Ganetespib-Docetaxel Combination Improves Survival

Targeted Therapies in OncologyJuly 2013
Volume 2
Issue 4

Salvage therapy combining the novel Hsp90 inhibitor ganetespib with docetaxel significantly improved OS in some patients with NSCLC in the phase IIb/III GALAXY- 1 trial.

Suresh Ramalingam, MD

Salvage therapy combining the novel heat shock protein 90 (Hsp90) inhibitor ganetespib with docetaxel significantly improved overall survival (OS) in some patients with non-small cell lung cancer (NSCLC) in the phase IIb/III GALAXY- 1 trial.

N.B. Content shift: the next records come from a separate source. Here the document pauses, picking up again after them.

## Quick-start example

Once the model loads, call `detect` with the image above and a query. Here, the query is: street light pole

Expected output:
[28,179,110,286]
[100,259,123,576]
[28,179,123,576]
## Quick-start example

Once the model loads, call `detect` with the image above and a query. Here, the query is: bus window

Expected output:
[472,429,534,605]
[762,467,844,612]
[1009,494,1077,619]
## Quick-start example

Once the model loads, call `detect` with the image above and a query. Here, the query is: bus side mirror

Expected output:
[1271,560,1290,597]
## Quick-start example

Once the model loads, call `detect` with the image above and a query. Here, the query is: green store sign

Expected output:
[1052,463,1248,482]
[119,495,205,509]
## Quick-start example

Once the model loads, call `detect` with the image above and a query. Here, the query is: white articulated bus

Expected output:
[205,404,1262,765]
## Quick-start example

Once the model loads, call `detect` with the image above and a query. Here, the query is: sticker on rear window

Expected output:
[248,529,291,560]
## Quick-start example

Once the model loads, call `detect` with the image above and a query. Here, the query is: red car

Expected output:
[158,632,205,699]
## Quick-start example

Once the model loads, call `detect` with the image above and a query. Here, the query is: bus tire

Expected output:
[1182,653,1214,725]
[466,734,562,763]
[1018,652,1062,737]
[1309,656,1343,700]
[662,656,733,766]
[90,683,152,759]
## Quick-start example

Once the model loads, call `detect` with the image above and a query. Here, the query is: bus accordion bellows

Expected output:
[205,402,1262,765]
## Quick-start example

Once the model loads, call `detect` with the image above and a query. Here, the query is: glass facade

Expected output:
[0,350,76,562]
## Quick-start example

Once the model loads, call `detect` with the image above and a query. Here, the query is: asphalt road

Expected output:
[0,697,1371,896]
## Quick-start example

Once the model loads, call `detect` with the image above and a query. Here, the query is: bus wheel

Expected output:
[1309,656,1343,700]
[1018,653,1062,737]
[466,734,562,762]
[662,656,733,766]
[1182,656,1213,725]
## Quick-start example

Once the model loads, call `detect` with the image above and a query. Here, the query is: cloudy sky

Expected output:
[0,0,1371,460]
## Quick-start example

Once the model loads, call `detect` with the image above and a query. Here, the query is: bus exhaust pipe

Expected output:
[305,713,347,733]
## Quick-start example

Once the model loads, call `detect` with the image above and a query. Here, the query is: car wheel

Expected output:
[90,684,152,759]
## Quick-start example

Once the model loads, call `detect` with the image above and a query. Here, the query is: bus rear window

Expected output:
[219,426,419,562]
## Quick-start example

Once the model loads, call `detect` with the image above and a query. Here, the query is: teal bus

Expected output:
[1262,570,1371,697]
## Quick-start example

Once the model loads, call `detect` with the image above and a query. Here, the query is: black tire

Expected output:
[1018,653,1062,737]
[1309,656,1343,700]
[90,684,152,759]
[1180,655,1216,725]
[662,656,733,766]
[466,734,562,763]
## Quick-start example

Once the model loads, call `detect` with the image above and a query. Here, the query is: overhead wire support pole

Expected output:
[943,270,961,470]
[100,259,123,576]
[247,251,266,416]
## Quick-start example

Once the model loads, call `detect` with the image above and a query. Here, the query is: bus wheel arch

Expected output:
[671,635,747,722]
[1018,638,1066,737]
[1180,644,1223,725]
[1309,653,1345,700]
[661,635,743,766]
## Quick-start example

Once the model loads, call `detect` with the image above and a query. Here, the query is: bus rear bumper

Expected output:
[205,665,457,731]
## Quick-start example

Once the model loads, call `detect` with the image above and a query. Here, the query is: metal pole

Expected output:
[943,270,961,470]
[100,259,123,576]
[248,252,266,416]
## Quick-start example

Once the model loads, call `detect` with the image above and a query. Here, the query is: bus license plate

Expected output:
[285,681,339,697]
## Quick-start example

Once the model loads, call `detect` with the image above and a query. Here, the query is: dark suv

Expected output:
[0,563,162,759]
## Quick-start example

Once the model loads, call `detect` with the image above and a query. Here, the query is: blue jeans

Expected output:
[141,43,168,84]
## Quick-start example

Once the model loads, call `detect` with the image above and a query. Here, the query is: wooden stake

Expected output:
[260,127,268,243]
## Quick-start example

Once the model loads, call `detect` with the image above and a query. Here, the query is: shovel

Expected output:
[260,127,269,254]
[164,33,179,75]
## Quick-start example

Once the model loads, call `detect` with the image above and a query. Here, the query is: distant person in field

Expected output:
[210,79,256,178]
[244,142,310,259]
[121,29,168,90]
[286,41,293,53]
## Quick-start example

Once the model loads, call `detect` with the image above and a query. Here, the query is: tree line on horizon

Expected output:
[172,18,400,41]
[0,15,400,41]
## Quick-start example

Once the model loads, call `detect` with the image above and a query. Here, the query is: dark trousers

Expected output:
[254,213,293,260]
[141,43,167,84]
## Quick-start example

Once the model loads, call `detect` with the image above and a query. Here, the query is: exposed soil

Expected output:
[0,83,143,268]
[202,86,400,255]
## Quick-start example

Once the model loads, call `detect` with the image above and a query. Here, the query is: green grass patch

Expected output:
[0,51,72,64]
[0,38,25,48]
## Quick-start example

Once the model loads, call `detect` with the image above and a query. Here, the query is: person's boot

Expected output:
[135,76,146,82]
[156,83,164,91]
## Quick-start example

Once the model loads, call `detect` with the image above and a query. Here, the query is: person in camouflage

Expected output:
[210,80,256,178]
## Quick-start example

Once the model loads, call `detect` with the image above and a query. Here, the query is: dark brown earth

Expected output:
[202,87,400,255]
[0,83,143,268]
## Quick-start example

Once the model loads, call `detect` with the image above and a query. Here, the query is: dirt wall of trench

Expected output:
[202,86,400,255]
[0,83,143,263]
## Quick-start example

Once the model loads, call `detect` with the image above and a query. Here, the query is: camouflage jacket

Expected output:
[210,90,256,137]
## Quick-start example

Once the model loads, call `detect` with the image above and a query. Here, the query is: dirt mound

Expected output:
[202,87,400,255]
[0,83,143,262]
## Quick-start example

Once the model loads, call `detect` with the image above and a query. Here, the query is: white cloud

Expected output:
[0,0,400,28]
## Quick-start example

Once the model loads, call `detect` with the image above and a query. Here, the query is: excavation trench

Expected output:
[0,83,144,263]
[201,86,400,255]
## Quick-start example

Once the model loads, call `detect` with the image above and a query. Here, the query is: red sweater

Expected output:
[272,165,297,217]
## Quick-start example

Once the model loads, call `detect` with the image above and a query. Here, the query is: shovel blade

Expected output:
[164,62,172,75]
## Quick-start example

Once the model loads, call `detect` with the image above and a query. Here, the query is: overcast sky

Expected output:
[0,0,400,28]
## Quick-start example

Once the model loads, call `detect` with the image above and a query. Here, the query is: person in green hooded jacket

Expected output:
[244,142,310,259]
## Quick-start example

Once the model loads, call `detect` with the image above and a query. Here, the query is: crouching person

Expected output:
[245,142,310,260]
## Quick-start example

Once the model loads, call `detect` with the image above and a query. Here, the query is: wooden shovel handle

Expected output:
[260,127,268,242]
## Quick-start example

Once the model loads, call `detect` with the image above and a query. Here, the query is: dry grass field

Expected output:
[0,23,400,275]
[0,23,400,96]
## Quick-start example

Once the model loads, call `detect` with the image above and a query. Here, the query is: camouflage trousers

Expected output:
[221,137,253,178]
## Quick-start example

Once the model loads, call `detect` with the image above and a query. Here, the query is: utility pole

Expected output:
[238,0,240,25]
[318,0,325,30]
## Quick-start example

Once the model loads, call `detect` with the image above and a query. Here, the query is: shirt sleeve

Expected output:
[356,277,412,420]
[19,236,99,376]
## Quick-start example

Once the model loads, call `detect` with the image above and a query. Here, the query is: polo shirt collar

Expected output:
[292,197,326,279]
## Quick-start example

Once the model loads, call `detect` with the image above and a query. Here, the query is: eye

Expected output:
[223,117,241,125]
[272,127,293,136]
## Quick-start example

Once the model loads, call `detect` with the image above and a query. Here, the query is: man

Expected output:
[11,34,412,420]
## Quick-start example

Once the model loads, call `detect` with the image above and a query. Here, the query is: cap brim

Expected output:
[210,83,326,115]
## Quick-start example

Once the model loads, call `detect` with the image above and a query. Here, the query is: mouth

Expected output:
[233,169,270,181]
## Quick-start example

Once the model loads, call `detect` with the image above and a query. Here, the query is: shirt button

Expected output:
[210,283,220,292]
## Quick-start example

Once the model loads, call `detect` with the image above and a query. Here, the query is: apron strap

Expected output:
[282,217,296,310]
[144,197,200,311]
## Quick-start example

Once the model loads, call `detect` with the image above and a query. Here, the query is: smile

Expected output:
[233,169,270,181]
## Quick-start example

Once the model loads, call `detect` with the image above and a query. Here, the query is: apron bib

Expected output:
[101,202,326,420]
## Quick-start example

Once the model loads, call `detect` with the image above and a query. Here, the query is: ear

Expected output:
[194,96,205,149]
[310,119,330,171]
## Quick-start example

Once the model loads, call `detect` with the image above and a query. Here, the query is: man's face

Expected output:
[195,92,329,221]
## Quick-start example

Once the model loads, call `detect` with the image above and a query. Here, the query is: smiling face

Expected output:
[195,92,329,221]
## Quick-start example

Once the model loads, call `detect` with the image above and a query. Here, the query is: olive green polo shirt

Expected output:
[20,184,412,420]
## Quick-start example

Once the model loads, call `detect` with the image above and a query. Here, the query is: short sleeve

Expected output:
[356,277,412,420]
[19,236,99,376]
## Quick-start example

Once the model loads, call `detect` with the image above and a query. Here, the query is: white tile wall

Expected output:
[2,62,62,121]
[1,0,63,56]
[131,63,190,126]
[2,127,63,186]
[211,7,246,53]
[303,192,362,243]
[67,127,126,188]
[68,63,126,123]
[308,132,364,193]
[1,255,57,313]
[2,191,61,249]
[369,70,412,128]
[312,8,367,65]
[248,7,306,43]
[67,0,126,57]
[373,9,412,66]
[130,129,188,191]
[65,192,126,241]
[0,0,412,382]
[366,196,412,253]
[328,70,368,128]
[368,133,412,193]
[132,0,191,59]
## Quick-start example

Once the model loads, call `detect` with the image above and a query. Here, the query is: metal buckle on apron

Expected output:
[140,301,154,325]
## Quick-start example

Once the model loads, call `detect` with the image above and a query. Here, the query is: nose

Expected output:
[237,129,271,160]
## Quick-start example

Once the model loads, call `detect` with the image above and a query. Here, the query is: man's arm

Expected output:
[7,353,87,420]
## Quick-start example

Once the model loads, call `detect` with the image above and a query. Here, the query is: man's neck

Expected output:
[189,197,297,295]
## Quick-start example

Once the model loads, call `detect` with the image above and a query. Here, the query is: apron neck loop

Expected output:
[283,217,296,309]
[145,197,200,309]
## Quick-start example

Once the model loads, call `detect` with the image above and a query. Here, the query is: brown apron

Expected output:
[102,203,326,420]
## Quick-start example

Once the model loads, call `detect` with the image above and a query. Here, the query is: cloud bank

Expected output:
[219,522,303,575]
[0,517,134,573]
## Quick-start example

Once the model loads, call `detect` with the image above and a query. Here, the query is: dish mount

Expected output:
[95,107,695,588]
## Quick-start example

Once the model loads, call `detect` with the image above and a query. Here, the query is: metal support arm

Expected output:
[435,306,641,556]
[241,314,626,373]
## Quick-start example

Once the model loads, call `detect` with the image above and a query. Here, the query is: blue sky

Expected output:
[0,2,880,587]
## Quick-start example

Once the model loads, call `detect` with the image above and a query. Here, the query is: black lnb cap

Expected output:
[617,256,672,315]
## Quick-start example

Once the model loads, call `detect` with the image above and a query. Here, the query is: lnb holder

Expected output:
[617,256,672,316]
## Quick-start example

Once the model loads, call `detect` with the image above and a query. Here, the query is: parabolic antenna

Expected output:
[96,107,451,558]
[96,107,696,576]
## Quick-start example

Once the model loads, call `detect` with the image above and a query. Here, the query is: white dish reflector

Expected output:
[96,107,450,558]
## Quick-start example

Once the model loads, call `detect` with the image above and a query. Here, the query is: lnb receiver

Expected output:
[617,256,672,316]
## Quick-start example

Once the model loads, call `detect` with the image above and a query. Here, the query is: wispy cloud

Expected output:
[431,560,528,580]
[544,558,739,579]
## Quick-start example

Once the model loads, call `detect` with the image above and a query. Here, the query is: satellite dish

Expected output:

The results were presented at the 2013 Annual Meeting of the American Society of Clinical Oncology (ASCO).

“This is the first randomized trial to document improvement in efficacy of an Hsp90 inhibitor in patients with cancer,” said Suresh Ramalingam, MD, professor of Hematology and Medical Oncology, and director of the Division of Medical Oncology at the Winship Cancer Institute of Emory University in Atlanta, Georgia. Hsp90 belongs to a class of proteins known as “chaperones,” which help other proteins—including those involved in cancer growth— assume the proper shape needed to perform their biologic functions.

The phase II, open-label GALAXY-1 trial randomized 252 patients with stage III/ IV lung adenocarcinoma 1:1 to docetaxel alone (75 mg/m2 on day 1 of a 3-week cycle; n = 127) or the same dose of docetaxel plus ganetespib (150 mg/m2 on days 1 and 15; n = 125).

There was a nonsignificant improvement in OS in the ganetespib arm versus the control arm (9.8 vs 7.4 months; hazard ratio [HR] = 0.82; P = .082). There was also a trend toward improved progression-free survival (PFS) (4.5 months for ganetespib vs 3.2 months for the control group; HR = 0.84; P = .038).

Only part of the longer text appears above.